In October 2013—shortly after we had the debate on this issue in the main Chamber—a number of construction firms announced that they intended to establish a compensation scheme for workers who had been blacklisted. On the surface, such a move should be welcome, but there are many problems with the Construction Workers Compensation Scheme. It was brought together without reaching prior agreement with the trade unions—which, as I said, have been absolutely critical in all this—and it provides inadequate compensation. Applicants to the scheme are required to waive any future legal claims, and the companies involved do not have to admit liability or give an apology as part of the process. In fact, the workers were able to get a public apology only by dragging the construction firms kicking and screaming through the courts. I again pay tribute to the Blacklist Support Group, some of whose members are here today, which secured an apology from the firms involved in the Consulting Association in the High Court, although many victims feel that the apology was half-hearted and insincere.

Serious questions remain about the role of the police services in the collection and passing of information to the Economic League and the Consulting Association. I know that the undercover policing inquiry chaired by Sir Christopher Pitchford has said that blacklisting is potentially a matter within its scope. That is welcome, but not enough. It should be within the scope of that inquiry. There are many unanswered questions, and we cannot let this matter go.

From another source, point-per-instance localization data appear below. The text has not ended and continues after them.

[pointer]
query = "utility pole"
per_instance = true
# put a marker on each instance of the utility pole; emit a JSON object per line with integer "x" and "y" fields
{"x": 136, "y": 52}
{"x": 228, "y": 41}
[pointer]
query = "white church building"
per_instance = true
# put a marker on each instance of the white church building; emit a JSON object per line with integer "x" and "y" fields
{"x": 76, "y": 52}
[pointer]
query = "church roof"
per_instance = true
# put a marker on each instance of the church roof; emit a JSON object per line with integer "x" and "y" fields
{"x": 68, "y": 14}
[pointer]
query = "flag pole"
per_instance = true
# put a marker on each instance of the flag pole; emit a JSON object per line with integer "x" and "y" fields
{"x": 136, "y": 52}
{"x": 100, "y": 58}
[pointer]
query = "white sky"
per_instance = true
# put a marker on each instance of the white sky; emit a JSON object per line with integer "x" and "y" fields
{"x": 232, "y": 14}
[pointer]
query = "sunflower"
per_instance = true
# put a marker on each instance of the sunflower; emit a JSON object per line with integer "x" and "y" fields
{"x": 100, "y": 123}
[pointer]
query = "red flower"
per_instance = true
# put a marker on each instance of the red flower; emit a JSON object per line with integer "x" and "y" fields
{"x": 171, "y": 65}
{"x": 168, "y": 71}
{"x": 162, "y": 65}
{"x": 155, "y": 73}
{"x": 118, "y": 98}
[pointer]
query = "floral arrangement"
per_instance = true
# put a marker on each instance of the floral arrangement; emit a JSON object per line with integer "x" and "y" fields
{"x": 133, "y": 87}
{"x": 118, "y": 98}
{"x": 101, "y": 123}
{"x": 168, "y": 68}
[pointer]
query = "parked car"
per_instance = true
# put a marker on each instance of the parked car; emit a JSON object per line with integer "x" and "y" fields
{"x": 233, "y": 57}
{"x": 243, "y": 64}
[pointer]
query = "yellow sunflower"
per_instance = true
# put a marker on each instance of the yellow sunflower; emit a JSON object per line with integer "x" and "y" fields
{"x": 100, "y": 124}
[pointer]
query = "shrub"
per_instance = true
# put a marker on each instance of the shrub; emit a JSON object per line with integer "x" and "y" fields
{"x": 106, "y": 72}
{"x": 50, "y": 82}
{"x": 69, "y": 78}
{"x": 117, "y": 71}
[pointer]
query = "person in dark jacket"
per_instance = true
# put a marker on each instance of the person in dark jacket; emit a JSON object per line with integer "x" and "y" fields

What am I asking for from the Minister? Let me deal with the law first. As cases have progressed through the courts, it has become apparent that the blacklisting regulations need to be strengthened. For example, the extent to which it is possible for those who are not employed in the strict sense of the word but are self-employed to bring claims under the regulations if they have been refused work is unclear. That is important, because we know that full self-employment is an endemic problem and is rampant in the construction sector. Claims can be brought in employment tribunals or county courts, but the cap on compensation in a tribunal is £65,300. There is no cap in a county court, but to bring a claim in a county court there are added risks for a potential claimant because of the costs involved, and they need more resources. It is easier to do it in an employment tribunal, as there are not the costs consequences, but the claim has to be brought within three months of the alleged unlawful conduct, and sometimes people who have been blacklisted do not realise it for some time.

The upshot of all that is that the only legal remedy for some is a complaint to the European Court of Human Rights, based on the right to privacy in article 8 and the freedom of association in article 11. For all those reasons—I could go on, but I will not go back to being a lawyer and bore people—the Secretary of State needs to carry out a review of the law in this area to look at how it might be tightened up.

The second issue is public procurement. I want the Government to adopt the Scottish Affairs Committee’s recommendation that all UK Government agencies and devolved Governments must require firms that have been involved in blacklisting to demonstrate how they have “self-cleaned”, as the Committee put it, before being allowed to tender for future public contracts. Those that have not done so should not be allowed to tender. The Welsh Government have introduced that measure, and I think it should be introduced across the whole of the UK.

There are lots of unanswered questions. Pitchford does not pick up on all of them, and nor do the cases we have seen. Were the intelligence services involved? We need a full public inquiry into this issue because people have not seen justice and we do not know exactly what happened. We cannot allow a climate of fear to hang over our construction sites. No worker on any building or in any other workplace up and down this land should hesitate before reporting an unsafe site or a dangerous working situation. The bottom line is this: if people do not report their concerns and do not highlight dangers, people could lose their lives, so this issue is very serious indeed. I look forward to hearing what the Minister has to say.